Computer simulations are performed on PC computers with compiled C-programs, which provide discrete 3D maps of the distribution of magnetisation in the sample at selected times during free or rf-driven evolution. Our models include DDF and RD and currently take into account many key experimental parameters (sample size and shape, ³He diffusion coefficient, rf and static field maps, etc).
Implementation and test of GPU-based algorithms are under way. A big gain in efficiency is expected, which will allow us to perform 3D lattice simulations of the time evolution of magnetisation with a much higher spatial resolution, especially in the most complex cases.
Non-linear NMR dynamics: experimental versus numerical data
The precession instabilities correspond to a catastrophic evolution, from a weak initial deviation towards a strong spatial disorder with vanishing average transverse magnetisation.
We wish to precisely analyse the onset of the instability and the development of the inhomogeneous spatial patterns that appear in our samples, either spontaneously or from a well-defined initial seed of inhomogeneity in the distribution of magnetisation.
A large body of experimental data of DDF-induced precession instabilities has been recently recorded, and some surprising observations are not yet fully understood.

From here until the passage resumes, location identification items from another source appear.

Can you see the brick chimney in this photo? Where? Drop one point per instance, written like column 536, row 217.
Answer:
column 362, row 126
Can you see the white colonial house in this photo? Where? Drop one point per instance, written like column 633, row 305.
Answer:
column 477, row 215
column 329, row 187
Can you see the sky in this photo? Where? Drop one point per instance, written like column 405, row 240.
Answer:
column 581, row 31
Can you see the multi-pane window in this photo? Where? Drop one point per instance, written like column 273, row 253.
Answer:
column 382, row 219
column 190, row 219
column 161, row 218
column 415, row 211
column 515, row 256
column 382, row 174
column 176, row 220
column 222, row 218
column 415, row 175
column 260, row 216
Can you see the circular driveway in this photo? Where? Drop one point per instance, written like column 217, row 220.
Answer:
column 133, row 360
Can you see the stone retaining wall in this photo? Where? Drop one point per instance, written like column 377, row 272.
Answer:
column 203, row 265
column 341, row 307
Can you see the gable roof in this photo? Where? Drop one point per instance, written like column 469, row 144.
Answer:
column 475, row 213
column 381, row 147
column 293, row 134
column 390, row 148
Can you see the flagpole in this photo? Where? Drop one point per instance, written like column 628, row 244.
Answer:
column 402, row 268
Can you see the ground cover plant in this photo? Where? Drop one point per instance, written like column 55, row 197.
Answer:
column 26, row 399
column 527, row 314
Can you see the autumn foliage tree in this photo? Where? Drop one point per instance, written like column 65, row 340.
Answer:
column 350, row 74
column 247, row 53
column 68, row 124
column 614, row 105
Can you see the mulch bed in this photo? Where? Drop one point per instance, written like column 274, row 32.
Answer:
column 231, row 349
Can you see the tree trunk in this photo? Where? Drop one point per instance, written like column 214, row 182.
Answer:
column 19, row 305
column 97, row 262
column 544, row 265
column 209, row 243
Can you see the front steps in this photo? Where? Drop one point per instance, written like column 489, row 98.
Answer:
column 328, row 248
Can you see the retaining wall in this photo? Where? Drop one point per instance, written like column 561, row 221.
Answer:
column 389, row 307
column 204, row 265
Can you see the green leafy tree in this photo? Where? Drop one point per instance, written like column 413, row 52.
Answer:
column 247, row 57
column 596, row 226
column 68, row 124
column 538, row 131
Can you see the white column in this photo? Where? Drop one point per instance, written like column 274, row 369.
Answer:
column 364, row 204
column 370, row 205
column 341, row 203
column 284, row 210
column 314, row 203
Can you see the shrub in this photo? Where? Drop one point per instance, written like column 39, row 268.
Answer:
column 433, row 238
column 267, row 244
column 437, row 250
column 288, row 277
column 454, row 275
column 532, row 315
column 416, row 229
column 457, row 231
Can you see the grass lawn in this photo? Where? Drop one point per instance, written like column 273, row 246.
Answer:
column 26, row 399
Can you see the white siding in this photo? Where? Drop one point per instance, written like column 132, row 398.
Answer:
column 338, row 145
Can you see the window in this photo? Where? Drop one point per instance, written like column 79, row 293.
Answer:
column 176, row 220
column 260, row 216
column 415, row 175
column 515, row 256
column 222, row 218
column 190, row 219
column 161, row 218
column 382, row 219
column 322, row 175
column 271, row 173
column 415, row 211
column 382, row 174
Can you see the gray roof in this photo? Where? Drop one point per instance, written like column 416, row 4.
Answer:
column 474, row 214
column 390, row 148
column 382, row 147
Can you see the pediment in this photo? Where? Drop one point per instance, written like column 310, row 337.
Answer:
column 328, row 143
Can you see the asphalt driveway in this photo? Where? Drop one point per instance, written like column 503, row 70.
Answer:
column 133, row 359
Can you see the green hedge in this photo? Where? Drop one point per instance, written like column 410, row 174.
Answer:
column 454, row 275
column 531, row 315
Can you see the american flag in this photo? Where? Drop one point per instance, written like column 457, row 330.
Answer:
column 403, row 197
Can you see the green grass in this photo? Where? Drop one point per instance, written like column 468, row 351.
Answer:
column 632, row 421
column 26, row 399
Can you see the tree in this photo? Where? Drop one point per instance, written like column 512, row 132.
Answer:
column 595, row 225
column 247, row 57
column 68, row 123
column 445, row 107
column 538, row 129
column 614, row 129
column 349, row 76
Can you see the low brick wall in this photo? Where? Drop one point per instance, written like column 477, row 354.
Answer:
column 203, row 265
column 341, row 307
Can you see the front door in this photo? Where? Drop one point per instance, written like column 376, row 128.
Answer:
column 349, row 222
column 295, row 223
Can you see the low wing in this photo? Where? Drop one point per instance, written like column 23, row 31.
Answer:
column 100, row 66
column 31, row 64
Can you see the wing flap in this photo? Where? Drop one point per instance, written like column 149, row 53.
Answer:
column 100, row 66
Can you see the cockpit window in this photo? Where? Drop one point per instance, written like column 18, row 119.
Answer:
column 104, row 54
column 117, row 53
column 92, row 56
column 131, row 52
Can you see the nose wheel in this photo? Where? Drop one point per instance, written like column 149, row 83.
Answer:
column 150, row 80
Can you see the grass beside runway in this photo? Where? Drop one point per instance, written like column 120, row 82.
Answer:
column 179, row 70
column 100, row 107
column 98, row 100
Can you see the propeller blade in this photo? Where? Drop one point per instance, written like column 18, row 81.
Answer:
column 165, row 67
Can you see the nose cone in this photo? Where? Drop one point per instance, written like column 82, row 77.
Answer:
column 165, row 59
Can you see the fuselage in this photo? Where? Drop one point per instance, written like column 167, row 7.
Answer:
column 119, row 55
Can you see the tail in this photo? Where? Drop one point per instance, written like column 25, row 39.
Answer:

The student will perform a detailed analysis of the available results, re-examine the pulse sequences designed for the latest experiments, and perform new simulations to elucidate puzzling signal features.
He/She may benefit from, or contribute to, the planned development of an improved version of the computer program (written in C language).
Presently, the topic is not open for PhD.
But, successful internship work would open to a detailed study of precession instabilities, based on “magic” echo techniques. This and/or prospects for a new generation of experimental studies on laser-polarised solutions (with extension at high field, thanks to the granted WideNMR project – 2016-2019) may provide an opportunity for subsequent PhD work.